De acordo com o MPF, a denúncia reúne elementos apurados nas operações Calicute, Eficiência e Tolypeutes, realizadas pela Força Tarefa da Lava Jato no Rio de Janeiro, que confirmam a existência de uma organização criminosa estruturada no governo do estado durante a gestão de Cabral.

O MPF diz ainda que os elementos trazidos na colaboração premiada firmada por executivos da Odebrecht no Supremo Tribunal Federal (STF) foram cotejados com os acordos de colaboração e leniência das empreiteiras, Andrade Gutierrez e Carioca Engenharia, além de doleiros que operavam para Cabral.

“Logo após assumir o governo em 2007, o ex-governador e Wilson Carlos solicitaram à Odebrecht o pagamento de uma mesada no valor de 1 milhão de reais. As investigações identificaram o pagamento de propina nas obras de, urbanização na Comunidade do Alemão – PAC Favelas, na construção do Arco Metropolitano (Lote 01), na reforma do Maracanã para a Copa do Mundo de 2014, e na construção da Linha 4 do metrô do Rio. Inicialmente, Cabral e Wilson Carlos pediram 5% do valor dos contratos, valor que foi negociado pela Odebrecht. Assim, foi efetivamente pago o valor de R$ 8.596.800,00 pelas obras do PAC Favelas no Alemão e do Arco Metropolitano; além de 8,5 milhões de reais pela reforma do Maracanã e 59,2 milhões de reais pelas obras da Linha 4 do metrô”, explicou o MPF.

As investigações teriam identificado ainda o pagamento de R$ 1.428.000,00 a Hudson Braga, com a anuência de Cabral e a participação de Wilson Carlos e Wagner Jordão, a título de taxa de oxigênio.

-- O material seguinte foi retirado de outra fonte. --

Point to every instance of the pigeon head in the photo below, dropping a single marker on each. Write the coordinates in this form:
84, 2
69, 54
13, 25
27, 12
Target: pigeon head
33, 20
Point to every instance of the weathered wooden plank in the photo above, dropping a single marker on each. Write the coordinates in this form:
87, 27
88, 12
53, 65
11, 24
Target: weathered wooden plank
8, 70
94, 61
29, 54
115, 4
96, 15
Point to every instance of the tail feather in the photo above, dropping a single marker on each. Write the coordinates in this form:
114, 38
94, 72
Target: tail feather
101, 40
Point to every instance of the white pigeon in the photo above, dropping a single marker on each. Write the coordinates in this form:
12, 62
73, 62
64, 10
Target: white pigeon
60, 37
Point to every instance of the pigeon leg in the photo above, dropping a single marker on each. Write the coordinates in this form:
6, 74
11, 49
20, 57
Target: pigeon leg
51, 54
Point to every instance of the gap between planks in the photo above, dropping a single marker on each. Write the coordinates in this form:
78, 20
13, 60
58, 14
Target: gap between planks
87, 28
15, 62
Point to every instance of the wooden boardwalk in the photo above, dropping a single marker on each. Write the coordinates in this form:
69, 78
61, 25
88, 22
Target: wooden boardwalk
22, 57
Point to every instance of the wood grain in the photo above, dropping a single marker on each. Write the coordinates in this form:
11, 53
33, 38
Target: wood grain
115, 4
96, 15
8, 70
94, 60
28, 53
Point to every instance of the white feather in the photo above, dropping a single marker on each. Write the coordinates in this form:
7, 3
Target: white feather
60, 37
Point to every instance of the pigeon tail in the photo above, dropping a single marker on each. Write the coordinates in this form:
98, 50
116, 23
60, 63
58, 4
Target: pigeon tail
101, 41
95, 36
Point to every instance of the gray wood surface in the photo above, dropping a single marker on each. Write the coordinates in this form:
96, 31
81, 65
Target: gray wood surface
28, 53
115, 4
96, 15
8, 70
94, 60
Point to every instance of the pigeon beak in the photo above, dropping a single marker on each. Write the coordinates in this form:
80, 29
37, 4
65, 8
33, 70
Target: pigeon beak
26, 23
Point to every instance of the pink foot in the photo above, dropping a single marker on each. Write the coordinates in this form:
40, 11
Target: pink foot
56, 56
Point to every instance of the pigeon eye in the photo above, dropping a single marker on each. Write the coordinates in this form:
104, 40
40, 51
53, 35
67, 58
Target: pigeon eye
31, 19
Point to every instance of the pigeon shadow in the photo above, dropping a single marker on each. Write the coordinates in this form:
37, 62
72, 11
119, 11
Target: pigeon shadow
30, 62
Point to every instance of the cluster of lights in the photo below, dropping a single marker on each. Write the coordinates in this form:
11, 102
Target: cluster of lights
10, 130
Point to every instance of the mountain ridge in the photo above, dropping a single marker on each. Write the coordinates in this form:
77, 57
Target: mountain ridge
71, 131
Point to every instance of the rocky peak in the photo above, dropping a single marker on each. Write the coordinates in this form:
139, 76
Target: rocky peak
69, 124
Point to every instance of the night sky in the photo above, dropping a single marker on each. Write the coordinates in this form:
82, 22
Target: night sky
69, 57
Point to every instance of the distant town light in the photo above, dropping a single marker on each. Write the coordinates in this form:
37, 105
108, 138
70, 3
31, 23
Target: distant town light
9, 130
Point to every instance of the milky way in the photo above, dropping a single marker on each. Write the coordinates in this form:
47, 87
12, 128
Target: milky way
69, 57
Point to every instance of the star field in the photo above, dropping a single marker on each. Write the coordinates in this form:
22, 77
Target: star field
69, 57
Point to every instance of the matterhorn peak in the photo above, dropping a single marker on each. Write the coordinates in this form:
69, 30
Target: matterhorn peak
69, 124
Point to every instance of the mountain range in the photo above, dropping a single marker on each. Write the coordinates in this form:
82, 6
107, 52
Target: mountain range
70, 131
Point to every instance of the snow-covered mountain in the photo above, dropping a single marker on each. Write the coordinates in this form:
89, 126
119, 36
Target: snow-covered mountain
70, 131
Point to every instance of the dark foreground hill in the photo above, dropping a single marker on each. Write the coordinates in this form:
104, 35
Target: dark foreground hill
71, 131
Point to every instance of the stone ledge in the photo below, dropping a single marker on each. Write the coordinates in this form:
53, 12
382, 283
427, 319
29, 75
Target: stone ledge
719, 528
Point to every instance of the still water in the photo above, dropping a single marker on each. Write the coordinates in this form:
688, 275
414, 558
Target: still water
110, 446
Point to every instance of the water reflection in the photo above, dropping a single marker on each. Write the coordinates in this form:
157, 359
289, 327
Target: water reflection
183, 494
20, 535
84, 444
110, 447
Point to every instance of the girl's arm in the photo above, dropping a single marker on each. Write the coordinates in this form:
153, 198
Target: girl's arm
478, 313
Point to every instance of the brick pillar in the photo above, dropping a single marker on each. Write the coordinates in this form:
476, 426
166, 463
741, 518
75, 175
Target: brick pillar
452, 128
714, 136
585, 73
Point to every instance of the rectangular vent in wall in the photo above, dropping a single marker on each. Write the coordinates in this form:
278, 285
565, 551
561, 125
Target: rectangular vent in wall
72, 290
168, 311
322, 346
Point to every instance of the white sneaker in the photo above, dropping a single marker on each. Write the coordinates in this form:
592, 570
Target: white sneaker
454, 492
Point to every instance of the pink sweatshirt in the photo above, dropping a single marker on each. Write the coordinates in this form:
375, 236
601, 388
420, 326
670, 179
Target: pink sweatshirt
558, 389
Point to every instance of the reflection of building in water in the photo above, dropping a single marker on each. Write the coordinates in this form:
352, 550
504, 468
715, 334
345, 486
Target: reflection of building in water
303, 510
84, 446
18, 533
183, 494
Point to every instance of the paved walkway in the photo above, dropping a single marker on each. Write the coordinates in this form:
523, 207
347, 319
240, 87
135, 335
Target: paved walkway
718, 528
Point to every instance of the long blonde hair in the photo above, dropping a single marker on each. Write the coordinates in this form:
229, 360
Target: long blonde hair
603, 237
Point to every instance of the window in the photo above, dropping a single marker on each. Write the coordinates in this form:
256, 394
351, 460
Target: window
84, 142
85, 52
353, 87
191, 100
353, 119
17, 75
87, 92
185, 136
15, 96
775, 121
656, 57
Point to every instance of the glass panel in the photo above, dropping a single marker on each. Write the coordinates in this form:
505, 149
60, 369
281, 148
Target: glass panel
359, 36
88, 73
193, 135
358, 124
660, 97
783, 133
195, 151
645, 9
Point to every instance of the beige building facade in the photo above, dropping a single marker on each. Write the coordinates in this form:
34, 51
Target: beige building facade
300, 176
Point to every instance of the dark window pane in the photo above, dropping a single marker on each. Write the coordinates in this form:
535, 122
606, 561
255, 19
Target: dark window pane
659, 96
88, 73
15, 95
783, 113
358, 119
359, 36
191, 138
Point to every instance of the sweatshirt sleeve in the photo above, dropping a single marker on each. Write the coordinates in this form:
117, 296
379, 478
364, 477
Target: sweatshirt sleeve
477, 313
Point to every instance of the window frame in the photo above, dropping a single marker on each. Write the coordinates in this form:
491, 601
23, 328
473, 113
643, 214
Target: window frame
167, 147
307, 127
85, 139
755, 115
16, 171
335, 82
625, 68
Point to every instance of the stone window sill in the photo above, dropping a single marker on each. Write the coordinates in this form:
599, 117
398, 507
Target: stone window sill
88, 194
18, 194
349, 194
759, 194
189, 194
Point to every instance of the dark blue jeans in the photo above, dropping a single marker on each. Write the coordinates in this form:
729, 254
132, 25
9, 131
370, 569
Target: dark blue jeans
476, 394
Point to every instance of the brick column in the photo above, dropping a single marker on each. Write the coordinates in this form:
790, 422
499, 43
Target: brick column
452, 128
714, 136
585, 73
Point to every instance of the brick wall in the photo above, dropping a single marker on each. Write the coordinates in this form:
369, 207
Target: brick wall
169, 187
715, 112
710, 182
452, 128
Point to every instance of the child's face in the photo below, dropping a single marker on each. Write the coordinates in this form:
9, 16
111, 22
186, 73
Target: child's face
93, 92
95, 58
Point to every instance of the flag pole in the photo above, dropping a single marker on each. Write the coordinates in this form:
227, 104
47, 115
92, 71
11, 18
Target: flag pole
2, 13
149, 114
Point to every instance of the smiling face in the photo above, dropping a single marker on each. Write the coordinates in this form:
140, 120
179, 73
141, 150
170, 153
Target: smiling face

O valor corresponderia a 1% do pago pelas obras do PAC Favelas no Alemão e do Arco Metropolitano, distribuído em parcelas mensais para “oxigenar” a estrutura da Secretaria Estadual de Obras.

Outra parcela do esquema teria sido paga a Heitor Lopes, que é acusado de receber, ao menos, 1,2 milhões de reais em vantagem indevida, correspondente a 0,125% dos pagamentos recebidos pela Odebrecht pelas obras da Linha 4 do metrô do Rio.
O MPF revelou ainda que antes mesmo da publicação do edital de licitação das obras do PAC Favelas, já se sabia quais seriam as empresas vencedoras, havendo um acerto entre elas para que uma não atrapalhasse a pretensão de outra e para que se desse cobertura em relação às propostas a serem apresentadas.

De acordo com as investigações, os pagamentos eram realizados pelo Setor de Operações Estruturadas da Odebrecht, que mantinha planilhas de registro de seus recebedores, onde Cabral era identificado com o codinome Proximus.

“Os registros feitos no sistema da Odebrecht (Drousys) e dos colaboradores têm origem absolutamente autônoma e se complementam, na medida em que, em muitas oportunidades, apontam a mesma operação. É possível afirmar que se trata da mesma operação pelo fato de que tanto a Odebrecht, no sistema Drousys, quanto os colaboradores, no sistema ST, usaram a mesma senha para confirmação da entrega de dinheiro, tendo sido feitos os mencionados registros em ambos os sistemas, que, conforme já assentado, foram entregues de maneira independente, sem que um conhecesse o material que o outro entregou”, explicaram os procuradores da república.